Other studios, such as 20th Century Fox’s FoxFaith division, are distributing low-budget Christian films, but most of them will skip theaters and go directly to video. Most studios will likely stick to making mainstream fare and reaching out to the Christian audience when marketing movies with family-friendly themes such as “Charlotte’s Web” or “The Pursuit of Happyness.” Courting Christians, many of whom rarely go to the theater, takes time in part because of their historical distrust of Hollywood entertainment as violent, sex-laden and often disrespectful of their religious values.
“Moviegoing is a habit,” said Dergarabedian. “Christian audiences are not in the habit of supporting Hollywood movies, because mainstream Hollywood movies don’t reflect their values. To get them out to theaters is a little tougher.”
Some Christians were disappointed that “Nativity,” directed by Catherine Hardwicke, did not push the envelope.

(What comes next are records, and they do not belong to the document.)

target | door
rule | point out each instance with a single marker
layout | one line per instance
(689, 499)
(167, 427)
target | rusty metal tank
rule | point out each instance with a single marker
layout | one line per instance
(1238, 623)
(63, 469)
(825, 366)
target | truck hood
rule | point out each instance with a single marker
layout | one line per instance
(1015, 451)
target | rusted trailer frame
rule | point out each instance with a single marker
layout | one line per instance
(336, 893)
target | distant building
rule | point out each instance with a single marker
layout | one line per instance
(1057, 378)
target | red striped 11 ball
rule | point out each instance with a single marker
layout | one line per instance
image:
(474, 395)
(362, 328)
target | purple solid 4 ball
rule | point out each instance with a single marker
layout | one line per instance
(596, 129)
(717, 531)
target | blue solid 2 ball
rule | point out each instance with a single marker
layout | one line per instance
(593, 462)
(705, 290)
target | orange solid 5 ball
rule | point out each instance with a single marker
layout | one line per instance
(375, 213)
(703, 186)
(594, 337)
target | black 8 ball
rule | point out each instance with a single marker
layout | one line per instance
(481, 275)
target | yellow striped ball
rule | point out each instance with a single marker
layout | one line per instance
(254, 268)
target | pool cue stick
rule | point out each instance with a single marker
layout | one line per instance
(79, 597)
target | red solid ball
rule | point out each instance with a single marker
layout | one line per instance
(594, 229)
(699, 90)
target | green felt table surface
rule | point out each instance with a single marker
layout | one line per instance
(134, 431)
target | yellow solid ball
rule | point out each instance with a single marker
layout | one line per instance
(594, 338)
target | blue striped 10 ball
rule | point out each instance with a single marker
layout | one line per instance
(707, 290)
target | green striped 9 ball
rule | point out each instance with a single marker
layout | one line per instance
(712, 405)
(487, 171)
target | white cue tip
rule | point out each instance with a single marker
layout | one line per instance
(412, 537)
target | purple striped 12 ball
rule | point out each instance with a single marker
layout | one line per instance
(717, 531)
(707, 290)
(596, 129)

In an essay in the monthly magazine “Christianity Today,” editor David Neff gave the movie a generally good review but criticized it for shying away from depicting the true hardship of Mary and Joseph’s era. Neff wrote that the film was done with “Christmas-card sentimentality” and glossed over the period’s violence, such as Herod’s slaughter of the innocents.
Godfrey said it is a sign of the times that a film needs controversy or an edge to gain an audience.
“We unfairly get compared to ‘The Passion‘ because it was so shocking,” said Godfrey. “If I was going for box office, I would have been better off putting something sacrilegious and re-interpretative, like, was Mary really a virgin? But I didn’t want to do that.”
Fuller Theological student Foos is hopeful that studios will continue to make biblically inspired films.
“They have to win over this audience,” said Foos. “If they look at this as a failure, then that’s too bad. This was their initiation and a way to gain credibility. They could put the movie out next Christmas. It comes around every year, you know.”